Disquisivo con gli amici dei comportamenti di un rabberciato “Mr. Big”. Lui rappresentava la cassaintegrazione dell’amore. Ne parlavamo davanti ad un hamburger decongelato o una cena home made messicana-poco-piccante con Silvio, Eleonora e Sandro. Giungendo a conclusioni apocalittiche quanto realistiche: “La cassaintegrazione dell’amore è quando non hai uno perfetto e ti accontenti di “questo” che ti è capitato.” Affermava Silvio. “Tecnicamente il cassaintegrato dovrebbe essere chi si trova un’amante cessa perché gli manca qualcosa nella ragazza”, ribatteva Eleonora. Ma io non ero l’amante cessa di nessuno, o forse inconsapevolmente lo ero diventata, mentre sognavo una carrozza bianca da cui scendeva il mio principe azzurro. O indaco. Di che tonalità Pantone fosse realmente non lo avevo mica capito.
“So chi sono io
anche se non ho letto Freud.
So come sono fatto io
ma non riesco a sciogliermi
ed è per questo che son qui
e tu lontana dei chilometri
che dormirai con chi sa chi
adesso lì …”
A corollario di una situazione precaria sotto ogni punto di vista, la squadra di basket con cui mi dilettavo scricchiolava come un tavolo dell’800. Come tutte le mie certezze. Anzi, quelle le avevo già frantumate. Un campionato qualsiasi, “scapoli contro ammogliati”, ma perlomeno serviva a non chiudermi in casa tutte le sere.

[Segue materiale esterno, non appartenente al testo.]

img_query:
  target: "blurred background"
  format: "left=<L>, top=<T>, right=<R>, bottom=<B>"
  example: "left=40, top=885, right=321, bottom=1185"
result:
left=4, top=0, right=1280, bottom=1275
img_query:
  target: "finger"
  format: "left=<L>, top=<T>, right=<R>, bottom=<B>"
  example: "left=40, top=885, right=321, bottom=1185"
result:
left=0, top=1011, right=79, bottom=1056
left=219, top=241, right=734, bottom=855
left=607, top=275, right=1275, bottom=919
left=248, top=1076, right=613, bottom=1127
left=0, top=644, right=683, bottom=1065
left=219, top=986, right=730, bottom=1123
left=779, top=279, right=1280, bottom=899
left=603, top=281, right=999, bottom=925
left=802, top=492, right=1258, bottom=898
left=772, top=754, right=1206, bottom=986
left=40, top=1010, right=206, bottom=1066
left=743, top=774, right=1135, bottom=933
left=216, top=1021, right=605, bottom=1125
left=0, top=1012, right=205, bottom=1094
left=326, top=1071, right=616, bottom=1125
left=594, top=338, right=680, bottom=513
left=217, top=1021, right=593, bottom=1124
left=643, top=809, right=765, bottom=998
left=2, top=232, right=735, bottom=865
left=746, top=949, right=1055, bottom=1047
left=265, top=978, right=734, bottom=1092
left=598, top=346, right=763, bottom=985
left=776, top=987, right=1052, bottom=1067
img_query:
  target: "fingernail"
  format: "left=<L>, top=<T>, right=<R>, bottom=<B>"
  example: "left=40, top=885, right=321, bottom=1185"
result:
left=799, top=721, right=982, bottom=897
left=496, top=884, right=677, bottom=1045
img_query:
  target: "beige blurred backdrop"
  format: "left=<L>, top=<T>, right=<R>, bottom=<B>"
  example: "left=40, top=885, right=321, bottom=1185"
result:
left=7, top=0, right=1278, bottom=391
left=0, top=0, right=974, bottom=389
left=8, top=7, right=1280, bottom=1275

Quel lunedì, però, con uno sforzo immane ripresi le mie vecchie Mizuno. Ogni taglio, ogni macchia, ogni piega di quelle scarpe era un ricordo di un’emozione vissuta percorrendo chissà quale chilometro di chissà quale corsa.
Perché sì, correvo.
E non mi riusciva poi così male. Ero in grado di stare con me stessa per cinque, dieci, quindici chilometri senza soffrire, ascoltando solo il rumore dei miei passi e il mio respiro affannoso. E alla fine di quegli allenamenti mi sentivo felice. Magari era solo un fatto di chimica, di adrenalina. Magari era la soddisfazione di essere riuscita ogni giorno a fare qualche metro in più o qualche minuto in meno.
“Devi iniziare a volerti bene!”
Il destino sa solo nascondersi o svelarsi, vedi per un attimo una luce accecante e poi devi riuscire a interpretarla. Indossai nuovamente quelle scarpe, i leggings, la felpa. Non saranno stati dieci, ma forse nemmeno cinque chilometri, quelli che percorsi affannosamente un lunedì sera umido e freddo di settembre. Ma erano i sintomi che avrei attraversato quel tunnel per uscirne finalmente. Accompagnata dal rumore del mare, dall’odore della pioggia e dell’aria fredda che prepotente entrava nei miei polmoni. Ogni momento, da quella sera, sarebbe stato il MIO momento.